Wednesday, March 02, 2011

The Parable of the Light Bulb


I will always remember an existential depression I had when I was about 12 years old. We were on vacation in our family truckster and I was just thinking to myself for hours looking out the window at the scenery going by. I came to the realization that life was meaningless, and I just felt incredibly depressed for the next couple of hours. While I generally just avoided the issue growing up, eventually I reconciled my nihilism using the standard rationale that we create meaning by finding interesting things to do and doing them well--World of Warcraft, baking, discussing philosophy, parenting. This puts your life into a network of interactions valued by others--perhaps only those in the future--that makes your life part of a story as opposed to a random sequence of events.

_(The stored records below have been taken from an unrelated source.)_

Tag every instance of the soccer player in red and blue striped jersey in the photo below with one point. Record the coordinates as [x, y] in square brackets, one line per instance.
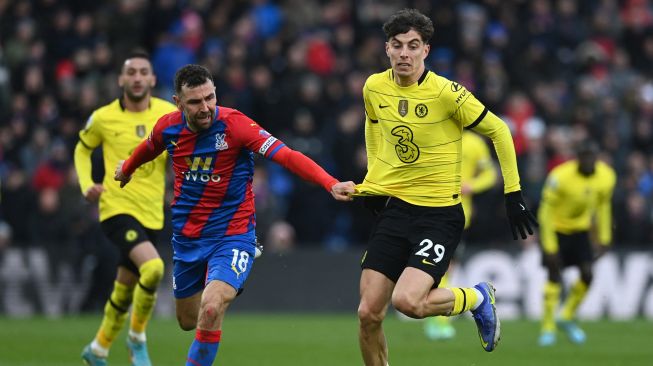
[213, 213]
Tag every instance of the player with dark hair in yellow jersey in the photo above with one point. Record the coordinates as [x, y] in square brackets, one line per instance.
[130, 217]
[413, 135]
[477, 174]
[576, 207]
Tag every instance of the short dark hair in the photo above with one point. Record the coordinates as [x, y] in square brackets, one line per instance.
[406, 19]
[191, 75]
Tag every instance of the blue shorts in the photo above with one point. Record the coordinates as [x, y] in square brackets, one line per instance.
[198, 261]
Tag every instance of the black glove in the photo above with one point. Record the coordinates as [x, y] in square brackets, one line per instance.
[519, 216]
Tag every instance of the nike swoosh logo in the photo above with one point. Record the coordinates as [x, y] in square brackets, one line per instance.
[483, 343]
[427, 262]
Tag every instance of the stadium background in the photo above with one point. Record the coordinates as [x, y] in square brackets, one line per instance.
[554, 70]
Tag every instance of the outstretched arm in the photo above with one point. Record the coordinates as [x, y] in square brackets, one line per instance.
[521, 219]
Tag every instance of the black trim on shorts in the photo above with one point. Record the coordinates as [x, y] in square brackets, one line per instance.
[126, 232]
[407, 235]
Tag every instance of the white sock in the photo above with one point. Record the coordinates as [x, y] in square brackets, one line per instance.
[137, 337]
[99, 350]
[479, 299]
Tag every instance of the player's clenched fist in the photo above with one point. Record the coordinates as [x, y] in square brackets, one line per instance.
[342, 191]
[120, 176]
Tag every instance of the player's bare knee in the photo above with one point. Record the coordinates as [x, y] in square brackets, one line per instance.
[407, 306]
[210, 312]
[369, 316]
[151, 273]
[186, 323]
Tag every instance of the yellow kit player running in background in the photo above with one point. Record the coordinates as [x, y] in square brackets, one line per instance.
[413, 132]
[477, 174]
[576, 199]
[130, 217]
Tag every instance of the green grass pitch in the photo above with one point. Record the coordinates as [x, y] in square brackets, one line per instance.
[328, 340]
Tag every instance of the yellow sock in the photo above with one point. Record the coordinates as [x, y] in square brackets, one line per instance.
[551, 302]
[576, 295]
[115, 313]
[151, 273]
[464, 299]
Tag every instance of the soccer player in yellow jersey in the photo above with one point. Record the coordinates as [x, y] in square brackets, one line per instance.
[576, 206]
[413, 129]
[130, 217]
[477, 175]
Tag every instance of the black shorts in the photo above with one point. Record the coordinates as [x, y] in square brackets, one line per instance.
[126, 232]
[574, 249]
[407, 235]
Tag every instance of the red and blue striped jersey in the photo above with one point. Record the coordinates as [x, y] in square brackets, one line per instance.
[213, 171]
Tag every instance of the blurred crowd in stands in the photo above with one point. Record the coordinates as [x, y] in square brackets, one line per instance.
[555, 70]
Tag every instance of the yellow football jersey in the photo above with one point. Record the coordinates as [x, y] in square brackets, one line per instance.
[477, 170]
[572, 202]
[413, 138]
[119, 131]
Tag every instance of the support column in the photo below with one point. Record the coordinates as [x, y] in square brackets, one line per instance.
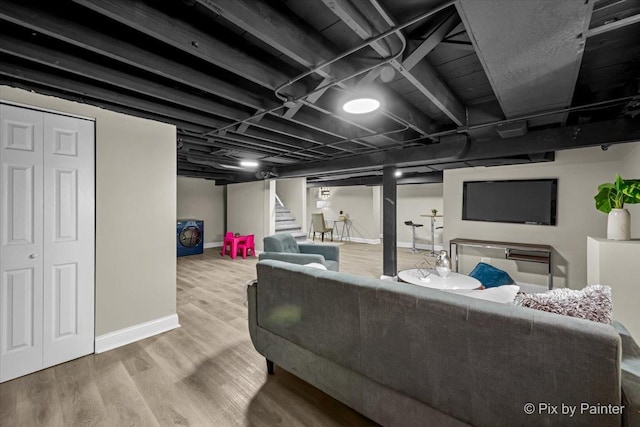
[389, 238]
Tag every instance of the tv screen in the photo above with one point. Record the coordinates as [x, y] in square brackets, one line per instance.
[532, 201]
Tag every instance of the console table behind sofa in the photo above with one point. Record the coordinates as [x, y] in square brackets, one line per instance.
[515, 251]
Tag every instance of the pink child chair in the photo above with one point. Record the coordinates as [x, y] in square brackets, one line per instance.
[228, 240]
[247, 245]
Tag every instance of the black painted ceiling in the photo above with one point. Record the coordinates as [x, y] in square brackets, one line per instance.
[463, 83]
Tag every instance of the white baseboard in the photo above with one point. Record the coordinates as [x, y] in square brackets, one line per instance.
[135, 333]
[363, 240]
[423, 246]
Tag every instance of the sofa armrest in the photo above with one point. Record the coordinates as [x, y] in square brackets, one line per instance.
[630, 377]
[293, 258]
[328, 252]
[252, 306]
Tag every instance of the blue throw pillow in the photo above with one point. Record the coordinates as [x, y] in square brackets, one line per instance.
[490, 277]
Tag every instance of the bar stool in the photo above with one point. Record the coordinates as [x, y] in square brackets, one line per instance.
[413, 226]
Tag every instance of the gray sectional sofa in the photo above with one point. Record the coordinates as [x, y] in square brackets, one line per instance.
[405, 355]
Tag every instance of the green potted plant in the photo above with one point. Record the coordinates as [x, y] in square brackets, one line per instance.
[611, 199]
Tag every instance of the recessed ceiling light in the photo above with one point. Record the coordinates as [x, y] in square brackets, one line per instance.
[248, 163]
[361, 105]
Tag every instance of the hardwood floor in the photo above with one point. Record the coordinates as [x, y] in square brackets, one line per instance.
[205, 373]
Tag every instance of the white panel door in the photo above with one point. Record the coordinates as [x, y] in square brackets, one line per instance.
[47, 223]
[68, 238]
[21, 241]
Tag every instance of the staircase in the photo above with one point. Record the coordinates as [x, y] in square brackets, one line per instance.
[286, 223]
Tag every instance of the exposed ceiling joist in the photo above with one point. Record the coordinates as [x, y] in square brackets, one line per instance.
[533, 56]
[429, 178]
[621, 23]
[92, 40]
[367, 22]
[309, 49]
[460, 149]
[436, 36]
[452, 150]
[87, 38]
[152, 22]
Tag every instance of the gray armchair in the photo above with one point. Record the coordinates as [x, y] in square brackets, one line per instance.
[284, 247]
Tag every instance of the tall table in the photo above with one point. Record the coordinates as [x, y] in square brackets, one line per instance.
[433, 231]
[345, 228]
[515, 251]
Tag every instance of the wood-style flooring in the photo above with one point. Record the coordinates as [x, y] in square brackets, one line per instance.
[205, 373]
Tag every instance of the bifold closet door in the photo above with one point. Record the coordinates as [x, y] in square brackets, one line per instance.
[46, 240]
[21, 211]
[69, 212]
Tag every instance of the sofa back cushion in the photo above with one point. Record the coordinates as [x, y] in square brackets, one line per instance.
[314, 311]
[283, 242]
[478, 361]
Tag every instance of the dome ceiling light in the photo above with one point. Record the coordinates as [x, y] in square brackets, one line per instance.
[361, 105]
[249, 163]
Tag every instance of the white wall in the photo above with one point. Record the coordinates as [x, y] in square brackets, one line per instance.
[613, 263]
[414, 201]
[135, 213]
[358, 202]
[364, 206]
[202, 199]
[579, 173]
[251, 209]
[293, 193]
[631, 170]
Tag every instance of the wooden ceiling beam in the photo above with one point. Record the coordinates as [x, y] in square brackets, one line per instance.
[621, 23]
[305, 46]
[459, 149]
[435, 37]
[173, 32]
[424, 77]
[166, 113]
[79, 35]
[82, 68]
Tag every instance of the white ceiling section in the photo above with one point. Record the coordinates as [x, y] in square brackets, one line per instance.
[542, 76]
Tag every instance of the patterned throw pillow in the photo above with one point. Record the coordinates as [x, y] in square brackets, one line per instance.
[591, 303]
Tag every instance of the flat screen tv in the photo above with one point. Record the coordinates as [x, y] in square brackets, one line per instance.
[530, 201]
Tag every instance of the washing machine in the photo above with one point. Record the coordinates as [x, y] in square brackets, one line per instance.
[190, 236]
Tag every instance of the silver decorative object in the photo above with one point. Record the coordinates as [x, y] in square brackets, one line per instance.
[443, 264]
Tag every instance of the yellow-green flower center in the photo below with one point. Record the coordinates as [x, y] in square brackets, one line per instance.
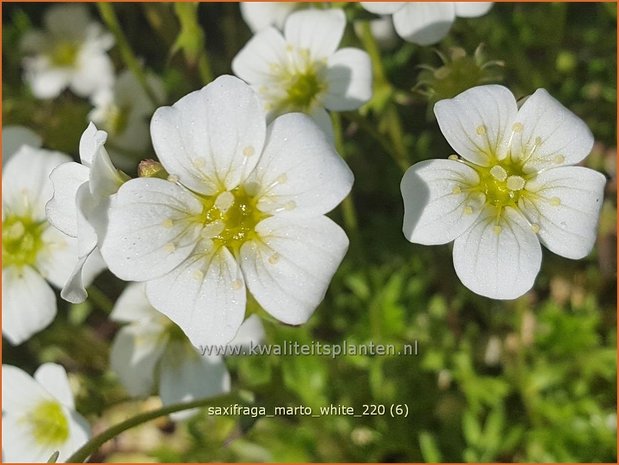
[230, 218]
[21, 240]
[64, 54]
[49, 423]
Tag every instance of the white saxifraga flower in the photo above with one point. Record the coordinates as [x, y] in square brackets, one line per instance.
[123, 111]
[78, 208]
[426, 23]
[71, 52]
[302, 70]
[511, 188]
[244, 206]
[152, 352]
[33, 251]
[260, 15]
[38, 415]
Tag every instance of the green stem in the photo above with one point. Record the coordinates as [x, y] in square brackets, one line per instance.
[96, 442]
[111, 21]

There's a danger there, that your activity is actually like using a narcotic, something that over time producers less enjoyment because of its irrelevance to others; no one wants to be the guy who spent his whole life becoming expert in something later found to be a dead end, not valued by anyone. This is a nontrivial problem for academics who receive the weak signal of peer enthusiasm, as fads are just as common in academics as in financial markets, and many times I have heard people working on abstruse theory note that Riemann's geometry might have seemed irrelevant at the time, but a half-century after his death it proved very useful in Einstein's General Theory. Yet most geometries aren't so fortunate. I actually think most academics are doing this, as I doubt women's studies professors, string theorists, or those doing Global Warming research will find their output valued, but any middle aged practitioner has the equivalent of golden handcuffs and can't reject his life's work. It must have been awful to have been a 50 year old Marxist in 1989.

But, perhaps the problem with finding the right game to play well is even harder than I imagine, basically needing a lot of luck. Recently, I Stumbled Upon this interesting riff. Here's an argument that the solution may not be within us:

A light bulb sits on a store shelf for several weeks, is bought, taken home, and put in the cabinet for months and months. Alone and in the dark, in a way, it could feel that life, alone and in the dark, is a stupid, futile, pointless exercise.

When, however, it is taken out of the cabinet and plugged in to the socket, all of a sudden it becomes useful; it serves a purpose, and all of the parts and pieces work together harmoniously to serve as a conduit for light. It is now doing what it was designed for, it is performing the job it was built for. This might be the same as what can happen with human beings.

If this is the case, then the whole aspect of "creating" meaning does not work. It would be like the lightbulb taking up yoga or canvas painting in an effort to "create" meaning. While this might work for a little while as a temporary distraction and amusement, the light bulb would not experience permanent relief until it became plugged into the socket, or performed the exact function it was built for.

The question we should all be asking: am I just a closeted yogi lightbulb?

10 comments:

JoeMac said...

What you are describing is Aristotle. He argued that each thing has an innate purpose, a "nature," and happiness involves fulfilling that nature.

read his "ethics"

Eric Falkenstein said...

But the Light Bulb can't know its nature until it is plugged in by a higher consciousness. It can't find it by itself.

J said...

Unfortunately, the only discernible "purpose" of a living individual is to survive, reproduce and assist the children and grandchildren. Although a "higher" purpose of "bringing light" into others is a nicer idea.

Mercury said...

I think the record shows that the strategy of waiting around for someone to pick you up and screw you in is much less likely to yield a positive payoff than the strategy of picking yourself up and figuring out how to screw somebody else.

Go to law school. Or, if both the prospect of passivity and a positive payoff appeals to you, get a government job.

AHWest said...

Aristotle and Ayn Rand,
You are a human being, and your happiness comes from living a productive, thriving human life.

Unknown said...

I think this is why I became an engineer. My work is about practical improvements that make people better off. It's hard to not believe that it's relevant or worth doing.

Eric Falkenstein said...

AHW: But why is it meaningful to be 'productive and thriving?' Are you not then just a happy drone? What makes being successful and productive inherently meaningful, other than thinking it so? This has troubled many. My solution is just that feeling the sincere appreciation of others is like the embrace from my daughter, something I just enjoy without any reservation or second thoughts. 'Productive and thriving' implies the appreciation of others.

Anonymous said...

My son just started walking on his own yesterday and had a huge smile on his face. That was the most purely happy moment I have experienced in at least 20 years.